AGO gets cash to spruce up Grange Park

A popular, but uninspiring refuge in the heart of the city will get an overdue makeover thanks to the Weston family.

Flanked by a renovated Art Gallery of Ontario to the north and OCAD University’s striking tabletop structure to the east, Grange Park seemed to have been left behind.

The AGO property — which has been a public park since 1911 when the gallery made an agreement with the city — has a wading pool, a playground and trees, but little else.

Now, Galen Weston, chairman of the W. Garfield Weston Foundation, has promised an undisclosed sum to help restore the park. The city will also chip in.

“Grange Park has a cherished place in my family’s history,” Weston said in a statement.

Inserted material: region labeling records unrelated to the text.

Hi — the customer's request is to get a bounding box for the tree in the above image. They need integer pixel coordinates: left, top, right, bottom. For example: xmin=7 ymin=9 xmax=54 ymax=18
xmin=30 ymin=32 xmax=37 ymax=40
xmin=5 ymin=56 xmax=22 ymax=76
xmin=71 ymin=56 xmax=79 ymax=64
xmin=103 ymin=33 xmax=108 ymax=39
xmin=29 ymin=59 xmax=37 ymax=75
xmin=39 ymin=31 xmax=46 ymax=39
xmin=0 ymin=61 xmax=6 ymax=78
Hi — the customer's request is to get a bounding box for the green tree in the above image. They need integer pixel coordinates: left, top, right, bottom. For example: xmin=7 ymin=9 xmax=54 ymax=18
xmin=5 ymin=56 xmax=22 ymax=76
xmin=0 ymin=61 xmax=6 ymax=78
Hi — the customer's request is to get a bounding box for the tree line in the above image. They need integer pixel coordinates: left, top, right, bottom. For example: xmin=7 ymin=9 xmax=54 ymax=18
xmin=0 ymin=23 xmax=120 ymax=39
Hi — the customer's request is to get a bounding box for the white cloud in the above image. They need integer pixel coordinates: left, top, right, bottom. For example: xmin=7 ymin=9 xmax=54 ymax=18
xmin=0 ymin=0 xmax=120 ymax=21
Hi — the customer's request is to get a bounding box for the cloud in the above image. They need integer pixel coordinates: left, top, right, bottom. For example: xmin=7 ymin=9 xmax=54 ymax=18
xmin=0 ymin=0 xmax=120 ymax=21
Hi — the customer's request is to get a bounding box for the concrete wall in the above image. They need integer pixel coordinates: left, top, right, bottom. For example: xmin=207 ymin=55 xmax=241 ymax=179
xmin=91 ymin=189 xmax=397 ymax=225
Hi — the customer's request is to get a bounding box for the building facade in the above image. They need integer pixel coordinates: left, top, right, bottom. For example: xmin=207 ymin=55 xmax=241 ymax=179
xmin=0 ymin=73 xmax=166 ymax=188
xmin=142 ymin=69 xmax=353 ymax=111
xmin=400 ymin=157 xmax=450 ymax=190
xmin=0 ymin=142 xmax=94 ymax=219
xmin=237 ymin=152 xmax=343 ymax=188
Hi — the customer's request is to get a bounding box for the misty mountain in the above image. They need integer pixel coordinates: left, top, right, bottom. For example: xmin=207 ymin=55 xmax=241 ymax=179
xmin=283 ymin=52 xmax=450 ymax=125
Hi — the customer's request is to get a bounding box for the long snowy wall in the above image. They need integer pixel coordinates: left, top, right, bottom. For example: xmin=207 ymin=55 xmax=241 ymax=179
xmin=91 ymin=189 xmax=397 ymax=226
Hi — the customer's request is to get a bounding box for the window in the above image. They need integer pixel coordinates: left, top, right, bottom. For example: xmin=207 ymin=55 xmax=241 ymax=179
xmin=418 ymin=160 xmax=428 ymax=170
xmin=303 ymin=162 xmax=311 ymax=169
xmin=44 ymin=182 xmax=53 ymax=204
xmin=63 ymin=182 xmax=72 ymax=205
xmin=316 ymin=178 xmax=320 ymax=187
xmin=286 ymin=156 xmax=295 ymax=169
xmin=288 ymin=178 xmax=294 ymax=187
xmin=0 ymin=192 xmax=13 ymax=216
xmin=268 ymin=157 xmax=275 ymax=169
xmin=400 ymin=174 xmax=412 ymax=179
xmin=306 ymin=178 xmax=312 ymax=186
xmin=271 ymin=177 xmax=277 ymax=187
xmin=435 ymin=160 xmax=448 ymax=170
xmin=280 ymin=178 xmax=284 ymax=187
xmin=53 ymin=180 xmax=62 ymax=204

“It is just steps away from the original Weston Bakery where my grandfather lived and worked both baking and delivering the bread. While the neighbourhood has changed, the park has been a constant over all these years.”

The gallery has hired urban design and landscape architecture firm PFS Studio to make the park “green, beautiful, resilient, sustainable and accessible.”

PFS also designed Sherbourne Common, an award-winning park and stormwater treatment facility on Toronto’s waterfront.

The Westons previously gave the AGO $12 million to build a learning centre and set up an educational endowment.

“As a longtime supporter of the AGO, Galen Weston has once again chosen to invest in the Gallery and our community,” said gallery CEO Matthew Teitelbaum.

“This project will allow us to contribute to the beauty and vitality of our great city of Toronto.”